A comprehensive Python library for exploratory data analysis with advanced features for data profiling, quality assessment, and stability monitoring.

Python 3.9+ License: MIT

Interactive Viewer

DataPrism includes a built-in interactive dashboard to explore your analysis results in the browser.

from dataprism import DataPrism, DataLoader

# Load data from CSV or Parquet
df = DataLoader.load_csv("data.csv")
# df = DataLoader.load_parquet("data.parquet")

# Run analysis and launch viewer
prism = DataPrism()
prism.analyze(
    data=df,
    target_variable="target",
    exclude_columns=["id", "split", "onboarding_date"],
    output_path="eda_results.json",
)
prism.view()

Summary — Dataset overview, insights, top features by IV, data quality score, and provider match rates.

Summary

Catalog — Sortable feature table with type, provider, target correlation, IV, and PSI at a glance.

Catalog

Deep Dive — Per-feature detail view with statistics, violin plots, distribution charts, PSI trend analysis, target associations, and correlations.

Deep Dive

Associations — Mixed-method heatmap (Pearson, Theil's U, Eta) showing relationships across all features.

Associations

How DataPrism Compares

Capability DataPrism ydata-profiling Sweetviz D-Tale AutoViz DataPrep
Predictive power (IV / WoE) 🟡 🟡
Drift detection (PSI) 🟡 🟡 🟡
Data quality score
Multi-source match rates
Schema-aware profiling 🟡 🟡 🟡 🟡
Structured JSON output 🟡 🟡
Interactive explorer 🟡 🟡

✅ Supported 🟡 Partial ➖ Not supported

Roadmap

DataPrism is being built for the AI era — where data analysis is increasingly driven by LLM agents, automated pipelines, and programmatic consumers rather than humans clicking through dashboards.

AI-Native Analysis

  • Natural language insights — Auto-generated plain-English summaries of each feature, anomalies, and recommendations that LLMs can directly incorporate into reports.
  • Agent-friendly API — Minimal, predictable interface (analyze()view()) that AI coding assistants can invoke without ambiguity.
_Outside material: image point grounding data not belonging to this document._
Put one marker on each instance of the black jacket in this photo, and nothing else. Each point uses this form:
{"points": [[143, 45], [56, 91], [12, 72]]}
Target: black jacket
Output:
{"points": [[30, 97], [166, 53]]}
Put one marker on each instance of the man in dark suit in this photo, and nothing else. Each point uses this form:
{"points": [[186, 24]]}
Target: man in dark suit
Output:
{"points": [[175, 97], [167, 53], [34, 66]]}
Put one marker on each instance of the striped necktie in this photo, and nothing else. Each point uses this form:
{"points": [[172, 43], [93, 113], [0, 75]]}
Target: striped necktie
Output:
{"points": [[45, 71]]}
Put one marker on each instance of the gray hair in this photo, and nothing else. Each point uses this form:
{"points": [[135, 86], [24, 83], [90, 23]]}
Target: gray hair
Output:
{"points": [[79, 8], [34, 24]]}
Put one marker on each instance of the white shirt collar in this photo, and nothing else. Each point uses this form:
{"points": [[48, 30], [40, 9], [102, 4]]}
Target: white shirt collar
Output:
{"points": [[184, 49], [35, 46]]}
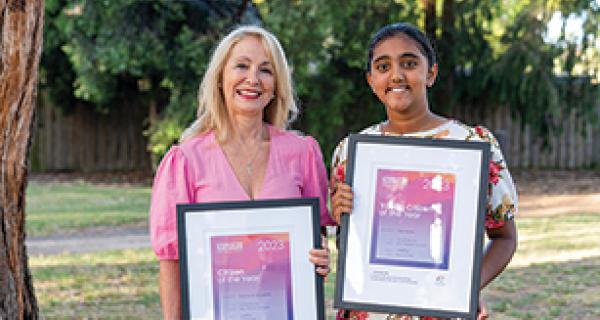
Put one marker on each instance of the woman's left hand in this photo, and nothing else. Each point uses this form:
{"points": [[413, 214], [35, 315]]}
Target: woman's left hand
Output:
{"points": [[320, 258]]}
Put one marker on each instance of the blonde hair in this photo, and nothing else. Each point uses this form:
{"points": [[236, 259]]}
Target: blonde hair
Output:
{"points": [[212, 112]]}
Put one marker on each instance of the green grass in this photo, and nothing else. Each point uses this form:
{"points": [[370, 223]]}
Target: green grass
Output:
{"points": [[554, 275], [58, 208], [118, 284]]}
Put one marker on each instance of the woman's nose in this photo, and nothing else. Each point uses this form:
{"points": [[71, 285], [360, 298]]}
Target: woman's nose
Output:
{"points": [[397, 74], [252, 77]]}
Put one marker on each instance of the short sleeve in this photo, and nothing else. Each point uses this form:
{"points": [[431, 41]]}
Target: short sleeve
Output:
{"points": [[502, 194], [315, 179], [171, 187]]}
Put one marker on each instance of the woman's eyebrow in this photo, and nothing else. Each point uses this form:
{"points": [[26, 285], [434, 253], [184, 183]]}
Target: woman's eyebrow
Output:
{"points": [[409, 55], [383, 57]]}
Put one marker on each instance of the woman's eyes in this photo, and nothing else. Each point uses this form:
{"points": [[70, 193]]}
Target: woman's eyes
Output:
{"points": [[382, 67], [408, 64]]}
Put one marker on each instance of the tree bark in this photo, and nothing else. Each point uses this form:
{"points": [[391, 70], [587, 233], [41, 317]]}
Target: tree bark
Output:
{"points": [[21, 24]]}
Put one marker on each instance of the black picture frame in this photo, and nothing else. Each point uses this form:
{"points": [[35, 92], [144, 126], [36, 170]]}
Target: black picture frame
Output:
{"points": [[200, 222], [369, 157]]}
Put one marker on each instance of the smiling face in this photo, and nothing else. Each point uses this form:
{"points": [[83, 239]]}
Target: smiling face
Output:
{"points": [[248, 78], [400, 75]]}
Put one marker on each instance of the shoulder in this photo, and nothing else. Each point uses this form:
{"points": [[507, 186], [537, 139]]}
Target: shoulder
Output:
{"points": [[341, 150], [204, 142], [293, 141]]}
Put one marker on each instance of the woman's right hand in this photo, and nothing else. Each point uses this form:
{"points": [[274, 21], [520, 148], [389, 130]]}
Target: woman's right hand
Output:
{"points": [[341, 200]]}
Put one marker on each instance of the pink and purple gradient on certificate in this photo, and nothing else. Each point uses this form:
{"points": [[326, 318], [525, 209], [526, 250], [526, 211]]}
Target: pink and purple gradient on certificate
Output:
{"points": [[412, 218], [251, 277]]}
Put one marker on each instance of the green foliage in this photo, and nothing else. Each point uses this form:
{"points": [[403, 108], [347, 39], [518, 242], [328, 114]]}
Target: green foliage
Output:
{"points": [[491, 53], [124, 53], [129, 52]]}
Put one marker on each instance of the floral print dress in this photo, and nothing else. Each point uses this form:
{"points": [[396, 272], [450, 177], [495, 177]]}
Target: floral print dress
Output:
{"points": [[502, 194]]}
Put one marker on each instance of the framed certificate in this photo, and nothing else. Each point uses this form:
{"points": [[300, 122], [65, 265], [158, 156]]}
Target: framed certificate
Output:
{"points": [[249, 260], [413, 242]]}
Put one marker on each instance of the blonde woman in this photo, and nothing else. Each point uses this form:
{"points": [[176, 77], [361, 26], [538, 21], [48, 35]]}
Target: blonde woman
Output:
{"points": [[237, 149]]}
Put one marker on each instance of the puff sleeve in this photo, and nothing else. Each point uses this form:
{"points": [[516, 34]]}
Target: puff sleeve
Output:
{"points": [[315, 179], [502, 194], [172, 185]]}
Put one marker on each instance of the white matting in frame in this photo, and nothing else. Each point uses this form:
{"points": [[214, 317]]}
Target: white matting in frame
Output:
{"points": [[249, 260], [412, 244]]}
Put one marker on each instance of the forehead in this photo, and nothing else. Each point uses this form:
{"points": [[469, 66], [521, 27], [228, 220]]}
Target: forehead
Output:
{"points": [[397, 45], [251, 47]]}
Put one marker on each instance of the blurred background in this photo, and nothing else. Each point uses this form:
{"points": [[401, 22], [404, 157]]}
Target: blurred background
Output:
{"points": [[118, 84], [119, 78]]}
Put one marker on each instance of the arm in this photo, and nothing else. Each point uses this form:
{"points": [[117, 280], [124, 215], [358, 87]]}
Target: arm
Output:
{"points": [[170, 295], [498, 252]]}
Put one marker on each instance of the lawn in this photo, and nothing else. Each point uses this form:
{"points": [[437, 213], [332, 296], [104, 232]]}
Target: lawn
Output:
{"points": [[59, 208], [554, 275]]}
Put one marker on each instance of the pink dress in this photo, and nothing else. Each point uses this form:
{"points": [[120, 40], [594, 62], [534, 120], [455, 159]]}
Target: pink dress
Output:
{"points": [[198, 171]]}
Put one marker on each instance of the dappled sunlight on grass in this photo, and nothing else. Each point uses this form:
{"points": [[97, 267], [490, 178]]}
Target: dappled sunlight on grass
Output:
{"points": [[115, 284], [555, 273], [55, 208]]}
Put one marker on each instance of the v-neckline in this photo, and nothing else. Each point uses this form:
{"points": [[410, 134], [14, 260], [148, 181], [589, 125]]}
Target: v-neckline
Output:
{"points": [[237, 179]]}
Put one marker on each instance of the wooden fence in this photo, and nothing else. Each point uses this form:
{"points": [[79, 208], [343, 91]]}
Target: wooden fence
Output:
{"points": [[85, 141], [577, 146]]}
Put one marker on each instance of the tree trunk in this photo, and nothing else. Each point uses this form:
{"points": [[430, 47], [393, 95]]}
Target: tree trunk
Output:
{"points": [[21, 24]]}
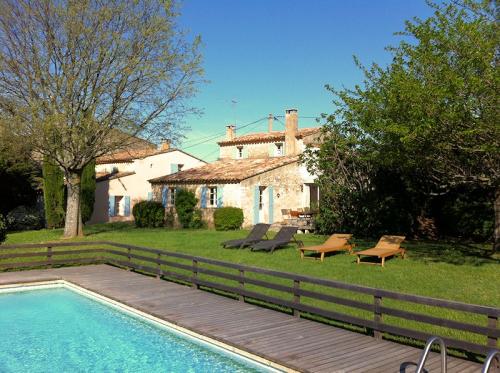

Schema-driven configuration over magic defaults.

Closing the Gaps

  • Dataset comparison — Side-by-side train/test/production profiling with automatic drift highlights.
  • Scatter & pair plots — Interactive scatter matrices for continuous feature pairs with target coloring.
  • Auto-visualization — One-line generation of per-feature visual summaries exportable as images.
  • Spark/Dask support — Distributed computation for datasets that don't fit in memory.
  • Streaming analysis — Incremental profiling for real-time data pipelines without re-analyzing the full dataset.

Deeper Intelligence

  • Automated feature recommendations — Go beyond flagging issues to suggesting transformations (log, binning, encoding) based on distribution shape and target relationship.
  • Anomaly explanations — When outliers or drift are detected, surface the likely cause (data pipeline issues, population shift, seasonality).
  • Cross-dataset lineage — Track how feature distributions evolve across model versions and data refreshes.

Features

  • Automated Feature Analysis — Continuous and categorical profiling with automatic type inference and missing value detection
  • Target Relationship Analysis — Information Value (IV), Weight of Evidence (WoE), predictive power classification
  • Correlation & Association Analysis — Pearson, Spearman, Theil's U, Eta with unified association matrix across all feature types
  • Quality Assessment — Automated scoring (0-10), per-feature quality flags, actionable recommendations
  • Sentinel Value Handling — Automatic detection and replacement of no-hit values with nullable type preservation
  • Cohort-Based Stability — PSI for train/test drift detection
  • Time-Based Stability — Monthly, weekly, quartile, or custom time windows with temporal trend analysis
  • Provider Match Rates — Automatic data coverage statistics by provider
  • Large Dataset Support — CSV and Parquet formats, chunked reading, configurable sampling

Installation

pip install dataprism

Quick Start

Basic Usage

from dataprism import DataPrism, DataLoader
import pandas as pd

# Option 1: Load from file using DataLoader
df = DataLoader.load_csv("data.csv")

# Option 2: Use existing DataFrame
df = pd.read_csv("data.csv")  # or from database, etc.

# Initialize prism
prism = DataPrism(
    max_categories=50,
    top_correlations=10
)

# Run analysis (exclude non-feature columns when no schema is available)
results = prism.analyze(
    data=df,
    exclude_columns=["customer_id", "created_at"],
    target_variable="target",
    output_path="eda_results.json"
)

With DatasetSchema

from dataprism import (
    DataPrism, DataLoader,
    ColumnConfig, ColumnType, ColumnRole, Sentinels, DatasetSchema,
)

# Load data and schema
df = DataLoader.load_csv("data.csv")
schema = DataLoader.load_schema("schema.json")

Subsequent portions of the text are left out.